What Causes Yo-Yo Dieting?
When your diet includes sessions of starvation, missing meals, or very low calories - you are setting yourself up for the yo-yo effect. Whereas it seems that good results can be achieved rapidly, in due course, the body gets the allusion that fewer calories are coming in. The body becomes accustomed, and decides that energy must be conserved and metabolism, the way the body burns food for energy, begins to hold up. Often this can be a 'plateau' - the weight loss that was primarily achieved begins to slow down or stop.
Yo-Yo Diets and Weight Cycling
How many times have you effectively lost weight - only to gain it again further down the track? Some people cope with this for most of their lives. This is "yo-yo" dieting - an ongoing model of gaining and losing weight. Sometimes it is called "weight cycling".
Lots of people are at a deadlock at this moment, and, struggling to keep the diet, the weight begins to come back on. And what's even worse, is that for some people, the lowered metabolism means they wind up with more weight than what they started at!
This is one of the problems with dieting - as a sudden fad - the body's metabolism becomes less well-organized with each dieting period. The strict calorie control also causes loss of muscle tone. Less muscle once more means a slower metabolism. The commons signs of this are sagging upper arms, because of loss of triceps muscle tone and following fat gain.
Yo-yo dieting is defined by alternating periods of feast and famine (that the dieter deliberately undertakes). It is a particularly ineffective method of sustaining weight loss.
The human body responds to hunger by decreasing metabolism. When food is again obtainable, it is stored instantly as fat. This survival mechanism, while a useful response to genuine food insufficiency, leaves the yo-yo dieter feeling lethargic and fatigued (and defeated).

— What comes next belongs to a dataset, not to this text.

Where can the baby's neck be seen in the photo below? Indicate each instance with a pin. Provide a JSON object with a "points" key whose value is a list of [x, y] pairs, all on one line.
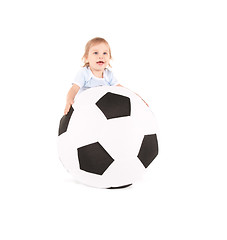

Metabolism can be reinstated to a higher level with exercise and a reasonable weight-loss diet. This diet is defined by the minimum safe daily caloric intake of 75 percent of the basal metabolic rate. (Those eating less should do so only under medical control. Parents and guardians should consult medical professionals before placing their children on any type of diet.)
On one occasion an ideal weight is attained, a weight-maintenance diet is necessary. This requires limiting excess caloric intake and making small changes in caloric intake in response to physical clarification (of one's weight and appearance).